Eusebius McKaiser epilepsy

The untimely demise of Eusebius McKaiser this week, believed to be a result of a seizure, has left numerous South Africans in a state of profound shock.

However, Eusebius was not the sole prominent individual who faced the challenges of living with epilepsy.

On Tuesday, May 30, Eusebius passed away following an epileptic episode, marking an unexpected and tragic event.

At the age of 45, he departed from this world, leaving behind a void that will be deeply felt by many.

In light of this news, Deon Hilpert, a spokesperson for the family, disclosed to News24 that the renowned radio presenter had been contending with epilepsy for the past three years.

He told the publication: “We are still trying to make sense of his sudden passing, and it’s a very, very difficult time for us.”

A funeral and memorial date have yet to be confirmed.

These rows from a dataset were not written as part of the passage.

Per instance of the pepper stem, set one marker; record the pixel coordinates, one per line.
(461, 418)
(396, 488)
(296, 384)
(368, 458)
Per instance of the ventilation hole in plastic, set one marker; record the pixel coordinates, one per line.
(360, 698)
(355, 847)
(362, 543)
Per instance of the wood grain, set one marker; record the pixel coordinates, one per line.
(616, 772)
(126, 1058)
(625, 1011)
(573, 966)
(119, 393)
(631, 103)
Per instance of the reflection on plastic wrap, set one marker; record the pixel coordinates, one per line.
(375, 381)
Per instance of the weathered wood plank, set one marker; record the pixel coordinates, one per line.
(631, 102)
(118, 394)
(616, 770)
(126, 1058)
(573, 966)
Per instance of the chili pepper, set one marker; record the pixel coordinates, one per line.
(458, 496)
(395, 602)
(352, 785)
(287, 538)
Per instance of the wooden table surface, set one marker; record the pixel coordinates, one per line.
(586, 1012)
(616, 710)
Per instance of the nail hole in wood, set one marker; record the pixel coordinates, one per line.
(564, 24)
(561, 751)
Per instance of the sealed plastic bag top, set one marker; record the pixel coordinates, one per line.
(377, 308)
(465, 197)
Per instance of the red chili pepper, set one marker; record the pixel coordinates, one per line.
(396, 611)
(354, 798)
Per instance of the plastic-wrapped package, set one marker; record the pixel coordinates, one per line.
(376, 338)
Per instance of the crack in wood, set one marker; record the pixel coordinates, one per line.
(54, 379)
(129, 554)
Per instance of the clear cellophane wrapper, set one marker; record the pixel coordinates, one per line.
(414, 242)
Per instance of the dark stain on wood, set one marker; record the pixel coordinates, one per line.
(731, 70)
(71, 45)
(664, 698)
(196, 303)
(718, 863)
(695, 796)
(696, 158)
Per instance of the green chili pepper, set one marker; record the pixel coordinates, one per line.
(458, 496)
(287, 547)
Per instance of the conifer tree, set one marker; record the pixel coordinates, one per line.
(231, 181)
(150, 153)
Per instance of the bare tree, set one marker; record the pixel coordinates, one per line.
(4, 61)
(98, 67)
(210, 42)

Eusebius McKaiser epilepsy
Image via Instagram: @jontyrhodes8


Jonty Rhodes

The retired Proteas cricketer has spoken openly about living with epilepsy.

He told Joy magazine: “I have a ‘mild’ form of epilepsy, which means that my seizures are only activated by a concussion, and as such, I do not need medication and can drive/move around fairly easily.”

Tokollo “Magesh” Tshabalala

Like Eusebius, the former TKZee muso died after a fatal epileptic seizure.

Tokollo developed epilepsy after he suffered a severe brain injury during a car accident in 2001.

Zola 7

Like Eusebius, the Kwaito star was diagnosed with epilepsy in recent years.

He told Podcast and Chill in 2021: “I lost a lot of weight over the past year. I was extremely sick, I was home, and I was shaking. Everybody around me was scared I was going to die.”


In 2018, the hip-hop star died after a deadly epileptic seizure. It’s unclear how long he lived with the condition.

Musa Manzini

Last month, the jazz musician died after suffering a severe seizure. Musa developed epilepsy after undergoing a craniotomy, a rare head surgery, in 2018.